William Shatner questions Reddit's permissive culture - 7c8011dda3f3b
http://www.theverge.com/2013/2/10/3973634/william-shatner-versus-reddit

======
mnicole
Ah, Verge comments; always so insightful.. Everyone brings up Digg as a
counter-example, but completely forget SomethingAwful as a strong and diverse
community with radical degrees of separation between each sub while still
being able to kick the dirt to the curb; doing so in a public manner that
makes people think before they submit.

Reddit will continue to go downhill if they don't take moderation more
seriously and allow it to be a safe-haven for discrimination; awareness that
it's happening and that 'something' needs to be done doesn't do anything but
make people feel like they're contributing to the greater good, but when no
one runs the risk of taking responsibility, nothing will change. It's at the
point now where admins need to do a better job policing the subreddit
moderators themselves. Some of the most needlessly-prolific users (those with
histories of online _and_ offline abuse, those who intentionally game the
system) moderate/make decisions for some of the largest communities and make
decisions that affect thousands of users.
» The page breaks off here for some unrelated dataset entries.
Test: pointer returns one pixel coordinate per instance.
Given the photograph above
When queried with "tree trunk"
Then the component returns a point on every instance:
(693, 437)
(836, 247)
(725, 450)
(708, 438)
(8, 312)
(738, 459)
That should never even be an option,
as it just alienates the rest of the userbase and will make it hard for
companies to justify spending marketing dollars advertising to audiences they
don't want to be associated with.

I commend Shatner on making these points because they need to be made by
someone with listeners inside and out of the community, rather than the
minority who get downvoted and told to go somewhere else if they can't stand
the heat. Even more that he told SRS to screw off for doing whatever they were
trying to do with his likeness.

------
sp332
Was Shatner's face added to SRS sarcastically? Or were they promoting him?